US college students are going hungry. Here's why.
Students are resorting to cheap food lacking in nutrition. Source: Shutterstock

A recent federal report has uncovered the pervasive the problem of food insecurity in US colleges and universities.

Around two million students are described as “at-risk”, which means they do not have access to nutritious, affordable food, according to the report by the Government Accountability Office (GAO), a nonpartisan congressional watchdog. Low-income students are most likely to suffer from this.

“College students at risk of food insecurity may be eligible for benefits from the Food and Nutrition Service’s (FNS) Supplemental Nutrition Assistance Program (SNAP),” the report said.

“However, GAO’s analysis of Department of Education data shows that almost two million at-risk students who were potentially eligible for SNAP did not report receiving benefits in 2016.”

With college costs soaring, so has the number of reports of students going hungry on campus.
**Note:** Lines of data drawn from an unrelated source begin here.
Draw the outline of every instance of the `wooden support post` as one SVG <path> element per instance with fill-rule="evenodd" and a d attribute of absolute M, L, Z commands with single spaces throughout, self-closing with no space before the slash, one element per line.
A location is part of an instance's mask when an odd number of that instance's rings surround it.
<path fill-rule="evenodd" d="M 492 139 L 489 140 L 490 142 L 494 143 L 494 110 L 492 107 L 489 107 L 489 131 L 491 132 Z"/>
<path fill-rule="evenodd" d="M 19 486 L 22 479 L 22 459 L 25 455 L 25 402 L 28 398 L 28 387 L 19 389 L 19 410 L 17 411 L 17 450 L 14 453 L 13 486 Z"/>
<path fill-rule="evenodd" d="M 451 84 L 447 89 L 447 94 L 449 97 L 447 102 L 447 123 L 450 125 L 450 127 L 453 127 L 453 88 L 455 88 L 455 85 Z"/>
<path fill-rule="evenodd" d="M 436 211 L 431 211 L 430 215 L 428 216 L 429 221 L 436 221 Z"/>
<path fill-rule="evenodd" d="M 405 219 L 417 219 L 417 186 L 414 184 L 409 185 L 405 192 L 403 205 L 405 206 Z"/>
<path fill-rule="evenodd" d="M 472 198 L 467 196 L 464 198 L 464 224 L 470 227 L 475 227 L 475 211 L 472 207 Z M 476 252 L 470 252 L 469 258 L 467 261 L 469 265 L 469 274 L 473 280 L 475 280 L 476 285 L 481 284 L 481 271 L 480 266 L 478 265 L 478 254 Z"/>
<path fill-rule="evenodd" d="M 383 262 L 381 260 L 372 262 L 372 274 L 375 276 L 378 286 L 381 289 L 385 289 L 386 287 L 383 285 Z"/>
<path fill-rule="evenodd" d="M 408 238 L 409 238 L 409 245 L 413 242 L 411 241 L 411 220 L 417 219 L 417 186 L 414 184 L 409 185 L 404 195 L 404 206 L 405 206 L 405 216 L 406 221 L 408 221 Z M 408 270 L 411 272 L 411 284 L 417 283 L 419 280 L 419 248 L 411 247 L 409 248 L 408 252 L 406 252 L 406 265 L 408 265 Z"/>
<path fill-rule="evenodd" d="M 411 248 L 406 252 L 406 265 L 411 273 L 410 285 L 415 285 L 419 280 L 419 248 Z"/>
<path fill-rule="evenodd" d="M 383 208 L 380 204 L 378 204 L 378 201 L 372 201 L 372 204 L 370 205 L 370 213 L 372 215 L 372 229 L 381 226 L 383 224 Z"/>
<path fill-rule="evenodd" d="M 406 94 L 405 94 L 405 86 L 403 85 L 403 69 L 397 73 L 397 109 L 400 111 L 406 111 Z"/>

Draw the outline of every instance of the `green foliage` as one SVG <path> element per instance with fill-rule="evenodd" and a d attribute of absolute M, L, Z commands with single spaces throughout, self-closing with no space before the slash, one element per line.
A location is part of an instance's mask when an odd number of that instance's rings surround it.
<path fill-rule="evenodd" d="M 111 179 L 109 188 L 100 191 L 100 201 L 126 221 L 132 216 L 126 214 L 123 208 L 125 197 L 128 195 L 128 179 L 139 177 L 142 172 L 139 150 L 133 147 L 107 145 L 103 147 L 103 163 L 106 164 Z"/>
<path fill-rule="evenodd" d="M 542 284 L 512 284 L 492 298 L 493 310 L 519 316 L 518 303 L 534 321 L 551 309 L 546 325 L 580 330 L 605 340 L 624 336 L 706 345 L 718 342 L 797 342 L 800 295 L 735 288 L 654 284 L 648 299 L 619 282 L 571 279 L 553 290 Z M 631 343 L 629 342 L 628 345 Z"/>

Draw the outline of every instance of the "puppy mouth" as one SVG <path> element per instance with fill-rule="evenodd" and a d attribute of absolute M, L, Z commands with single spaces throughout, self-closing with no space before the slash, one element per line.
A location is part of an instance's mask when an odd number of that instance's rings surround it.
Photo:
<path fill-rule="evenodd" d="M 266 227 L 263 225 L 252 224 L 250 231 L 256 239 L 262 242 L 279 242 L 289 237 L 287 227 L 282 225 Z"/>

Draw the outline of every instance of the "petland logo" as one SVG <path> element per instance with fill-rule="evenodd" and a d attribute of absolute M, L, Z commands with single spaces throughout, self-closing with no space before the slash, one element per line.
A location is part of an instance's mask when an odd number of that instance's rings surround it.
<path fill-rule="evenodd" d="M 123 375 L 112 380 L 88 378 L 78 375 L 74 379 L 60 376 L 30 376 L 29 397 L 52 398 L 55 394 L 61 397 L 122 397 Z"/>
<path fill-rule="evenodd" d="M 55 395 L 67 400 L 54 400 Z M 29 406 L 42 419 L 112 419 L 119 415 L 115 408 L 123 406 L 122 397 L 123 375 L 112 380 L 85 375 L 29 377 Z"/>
On average, according to The College Board, tuition fees for 2017-2018 at a state college was around US$10,000 for local students, but it was US$25,000 for out-of-state students and non-residents. Financial aid from the government only goes as high as a fraction of this cost, leaving many to find other avenues to support themselves, including scrapping their food budgets.

The problem isn’t confined to the US alone. According to University World Newsone South African university has up to 40 percent of its student cohort experiencing at least some level of vulnerability to going hungry. Over a third of UK university students say they can’t afford their weekly food shopping, with their mental health and general well-being suffering as they try to cope.

In the US, the GAO report estimates that between nine percent to more than 50 percent of university students are going hungry. It also highlighted findings from an Urban Insitute national study last year which found:

  • 11 percent of households with a student in a four-year college experienced food insecurity
  • 14 percent of households with a student in a vocational or technical program experienced food insecurity
  • 17 percent of households with a student in a community college experienced food insecurity

Carrie Welton, a Policy Analyst at the Center for Law and Social Policy believes the figure of two million students who are potentially eligible for SNAP “seems too conservative,” as reported by Inside Higher Ed.

Conservative or not, the report asserts that this could be due to low student awareness about such aid. According to Samuel Chu, organiser for Mazon, an advocacy organisation focused of fighting hunger, said even local SNAP offices are ignorant on the specifics of being eligible for such programs.

While low-income students are most likely to be eligible for this, middle-class students are afflicted as well. Sara Goldrick-Rab, a higher-education professor at Temple University and a leading scholar on campus hunger explained to The Atlantic that middle-class students who are “too rich for Pell and too poor to afford college” struggle with food insecurity as well.

Goldrick-Rab said the report shows “that food insecurity is a college-completion issue”.

“We’re undermining our federal investment in financial aid by not paying attention to this. We have to stop pretending like living expenses are not educational expenses.”